Regulation of glucose-dependent insulin secretion by insulin: Possible role of AMP-activated protein kinase

Abstract

Aims Extracellular insulin affects insulin secretion from pancreatic β-cells in an autocrine fashion, but the role of glucose in this signaling pathway remains unclear. This study was conducted to evaluate the glucose dependency of extracellular insulin-mediated regulation of insulin secretion and the potential underlying mechanism. Main methods Pancreatic β-cells from male Sprague–Dawley rats and INS-1, a rat insulinoma cell line, were used. The mechanism of extracellular insulin-mediated, glucose-dependent insulin secretion was explored by analyzing the activity of ATP-sensitive K + (K ATP) channels, changes in cell membrane potential, and cytosolic free Ca 2+ concentration ([Ca 2+] c), as well as phosphorylation of the insulin signaling pathway and the metabolic sensor AMP-activated protein kinase (AMPK). Key findings Treatment of native β-cells with 100 nM insulin under basal glucose conditions (≤ 5 mM) reduced subsequent high glucose-induced insulin secretory responses, demonstrating less inhibition of K ATP channels and decreased elevation of [Ca 2+] c.
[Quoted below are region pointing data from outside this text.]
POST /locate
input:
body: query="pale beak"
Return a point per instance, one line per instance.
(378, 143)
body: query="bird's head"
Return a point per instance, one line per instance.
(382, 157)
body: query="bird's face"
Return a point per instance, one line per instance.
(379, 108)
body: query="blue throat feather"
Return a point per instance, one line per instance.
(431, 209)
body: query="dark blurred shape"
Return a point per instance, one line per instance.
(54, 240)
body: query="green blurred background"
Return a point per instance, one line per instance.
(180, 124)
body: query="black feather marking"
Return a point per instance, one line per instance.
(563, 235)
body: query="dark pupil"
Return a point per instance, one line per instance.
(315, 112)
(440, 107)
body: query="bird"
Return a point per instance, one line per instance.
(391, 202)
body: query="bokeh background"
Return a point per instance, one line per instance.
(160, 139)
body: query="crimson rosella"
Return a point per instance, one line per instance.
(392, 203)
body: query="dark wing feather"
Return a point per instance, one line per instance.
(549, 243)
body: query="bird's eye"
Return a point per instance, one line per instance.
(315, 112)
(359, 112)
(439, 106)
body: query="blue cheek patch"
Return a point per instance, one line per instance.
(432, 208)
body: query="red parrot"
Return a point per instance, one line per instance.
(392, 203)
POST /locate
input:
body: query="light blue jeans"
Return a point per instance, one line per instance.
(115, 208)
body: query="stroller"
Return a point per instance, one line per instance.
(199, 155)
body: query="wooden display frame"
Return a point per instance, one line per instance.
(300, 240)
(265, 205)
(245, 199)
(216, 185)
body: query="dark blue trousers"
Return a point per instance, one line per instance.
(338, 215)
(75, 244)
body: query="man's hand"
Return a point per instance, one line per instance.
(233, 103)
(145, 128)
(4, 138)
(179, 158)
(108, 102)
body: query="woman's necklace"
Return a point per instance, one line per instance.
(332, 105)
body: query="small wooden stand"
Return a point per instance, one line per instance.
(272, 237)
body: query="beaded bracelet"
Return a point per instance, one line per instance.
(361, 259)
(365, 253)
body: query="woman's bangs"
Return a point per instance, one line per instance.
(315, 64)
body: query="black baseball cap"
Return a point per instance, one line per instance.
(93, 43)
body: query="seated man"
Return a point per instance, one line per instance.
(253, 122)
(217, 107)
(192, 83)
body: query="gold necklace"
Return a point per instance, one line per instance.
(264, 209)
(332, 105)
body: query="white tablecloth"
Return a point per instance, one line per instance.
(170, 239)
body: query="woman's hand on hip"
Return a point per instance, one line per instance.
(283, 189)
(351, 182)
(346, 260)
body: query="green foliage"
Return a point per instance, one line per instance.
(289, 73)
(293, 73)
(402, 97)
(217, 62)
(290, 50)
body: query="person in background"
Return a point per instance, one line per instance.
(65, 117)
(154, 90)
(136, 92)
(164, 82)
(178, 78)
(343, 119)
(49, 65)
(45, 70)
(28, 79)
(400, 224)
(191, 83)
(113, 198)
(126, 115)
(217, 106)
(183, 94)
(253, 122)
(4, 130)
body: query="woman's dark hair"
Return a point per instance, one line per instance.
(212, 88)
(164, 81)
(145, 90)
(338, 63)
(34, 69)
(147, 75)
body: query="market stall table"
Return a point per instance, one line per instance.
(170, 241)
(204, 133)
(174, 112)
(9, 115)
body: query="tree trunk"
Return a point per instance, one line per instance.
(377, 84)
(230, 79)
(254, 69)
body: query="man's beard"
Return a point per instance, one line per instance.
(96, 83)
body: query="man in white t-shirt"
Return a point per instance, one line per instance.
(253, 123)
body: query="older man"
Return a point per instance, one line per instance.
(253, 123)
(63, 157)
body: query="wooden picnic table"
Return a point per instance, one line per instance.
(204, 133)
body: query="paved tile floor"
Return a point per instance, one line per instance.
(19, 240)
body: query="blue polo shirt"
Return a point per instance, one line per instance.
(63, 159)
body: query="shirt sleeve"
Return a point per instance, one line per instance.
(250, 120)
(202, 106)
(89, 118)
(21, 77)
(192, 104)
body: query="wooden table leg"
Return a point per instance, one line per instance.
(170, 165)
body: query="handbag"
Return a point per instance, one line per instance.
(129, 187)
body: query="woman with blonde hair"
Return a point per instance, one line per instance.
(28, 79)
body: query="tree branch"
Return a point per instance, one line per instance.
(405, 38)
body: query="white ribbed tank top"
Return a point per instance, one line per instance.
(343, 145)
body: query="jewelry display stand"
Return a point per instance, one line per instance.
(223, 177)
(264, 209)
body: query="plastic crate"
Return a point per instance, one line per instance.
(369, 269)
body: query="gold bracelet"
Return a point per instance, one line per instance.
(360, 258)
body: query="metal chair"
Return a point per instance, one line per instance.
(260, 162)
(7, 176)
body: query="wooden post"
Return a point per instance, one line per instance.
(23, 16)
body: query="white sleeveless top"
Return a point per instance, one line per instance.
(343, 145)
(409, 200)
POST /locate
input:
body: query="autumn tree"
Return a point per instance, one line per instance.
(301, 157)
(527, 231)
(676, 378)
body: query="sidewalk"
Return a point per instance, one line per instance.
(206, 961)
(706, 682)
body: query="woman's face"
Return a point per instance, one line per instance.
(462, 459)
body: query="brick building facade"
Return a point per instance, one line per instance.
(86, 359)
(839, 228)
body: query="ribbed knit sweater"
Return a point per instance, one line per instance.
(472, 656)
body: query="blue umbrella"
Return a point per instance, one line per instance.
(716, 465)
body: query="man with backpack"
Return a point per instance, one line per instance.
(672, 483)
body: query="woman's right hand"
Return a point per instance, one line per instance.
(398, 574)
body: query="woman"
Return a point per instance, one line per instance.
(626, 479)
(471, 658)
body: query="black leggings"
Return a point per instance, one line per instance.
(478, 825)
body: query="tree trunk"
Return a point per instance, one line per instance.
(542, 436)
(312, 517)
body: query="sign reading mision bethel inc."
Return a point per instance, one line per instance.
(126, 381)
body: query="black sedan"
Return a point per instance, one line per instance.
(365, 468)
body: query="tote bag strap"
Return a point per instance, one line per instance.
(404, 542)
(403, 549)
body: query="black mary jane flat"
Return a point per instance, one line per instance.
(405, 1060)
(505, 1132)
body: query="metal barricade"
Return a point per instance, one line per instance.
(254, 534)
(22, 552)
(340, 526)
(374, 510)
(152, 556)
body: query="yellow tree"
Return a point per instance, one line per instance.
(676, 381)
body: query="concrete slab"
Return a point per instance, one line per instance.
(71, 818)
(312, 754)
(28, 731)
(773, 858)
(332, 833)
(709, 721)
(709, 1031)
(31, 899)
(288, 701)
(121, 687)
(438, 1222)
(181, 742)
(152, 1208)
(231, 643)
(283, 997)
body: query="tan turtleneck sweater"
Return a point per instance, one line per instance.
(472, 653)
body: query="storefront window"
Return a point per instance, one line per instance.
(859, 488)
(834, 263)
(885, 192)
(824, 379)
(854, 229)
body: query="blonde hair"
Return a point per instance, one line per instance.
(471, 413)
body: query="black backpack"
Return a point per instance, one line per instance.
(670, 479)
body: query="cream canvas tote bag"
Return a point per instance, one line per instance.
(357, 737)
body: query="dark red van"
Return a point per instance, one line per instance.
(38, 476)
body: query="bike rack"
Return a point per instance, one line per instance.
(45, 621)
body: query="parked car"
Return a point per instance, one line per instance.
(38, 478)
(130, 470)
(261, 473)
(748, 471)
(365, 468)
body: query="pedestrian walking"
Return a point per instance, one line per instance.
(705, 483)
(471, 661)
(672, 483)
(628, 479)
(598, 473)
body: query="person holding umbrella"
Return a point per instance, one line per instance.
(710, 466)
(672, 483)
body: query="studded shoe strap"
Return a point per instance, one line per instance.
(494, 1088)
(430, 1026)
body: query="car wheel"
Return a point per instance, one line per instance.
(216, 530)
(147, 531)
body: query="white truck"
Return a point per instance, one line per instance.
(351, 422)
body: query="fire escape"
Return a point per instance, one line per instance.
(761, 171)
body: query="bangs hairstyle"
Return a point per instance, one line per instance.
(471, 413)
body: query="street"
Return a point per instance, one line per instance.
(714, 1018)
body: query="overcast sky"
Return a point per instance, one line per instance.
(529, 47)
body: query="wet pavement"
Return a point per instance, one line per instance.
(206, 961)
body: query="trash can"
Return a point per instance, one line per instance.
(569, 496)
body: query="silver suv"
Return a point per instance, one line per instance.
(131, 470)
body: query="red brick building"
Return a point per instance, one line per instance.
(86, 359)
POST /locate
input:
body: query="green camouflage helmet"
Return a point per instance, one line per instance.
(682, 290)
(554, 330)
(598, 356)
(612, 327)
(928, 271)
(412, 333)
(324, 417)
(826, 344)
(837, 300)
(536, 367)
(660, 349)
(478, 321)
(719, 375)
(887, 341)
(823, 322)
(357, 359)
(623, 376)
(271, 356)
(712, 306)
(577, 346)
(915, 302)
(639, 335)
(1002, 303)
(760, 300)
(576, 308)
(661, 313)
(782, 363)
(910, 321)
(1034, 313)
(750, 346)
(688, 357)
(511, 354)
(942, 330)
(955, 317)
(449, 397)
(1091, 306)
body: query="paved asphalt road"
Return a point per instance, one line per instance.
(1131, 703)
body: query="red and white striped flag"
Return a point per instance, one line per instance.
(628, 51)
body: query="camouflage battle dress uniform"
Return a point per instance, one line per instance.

In contrast, insulin treatment under high glucose conditions potentiated the insulin secretory responses of β-cells. While insulin treatment attenuated phosphorylation on the Thr172 of AMPK and the Ser789 of insulin receptor substrate (IRS)-1, which was increased by lowering glucose concentration, it enhanced phosphorylation of AMPK and IRS-1, which was decreased by elevating glucose concentration. This glucose-dependent regulation of insulin even occurred in the presence of LY294002, a phosphoinositide-3 kinase inhibitor. Significance Considering that the phosphorylated AMPK could inhibit K ATP currents in β-cells, which triggers glucose-stimulated insulin secretion, extracellular insulin may regulate the phosphorylation status of AMPK through IRS-1 to modulate insulin secretion in a glucose-dependent way.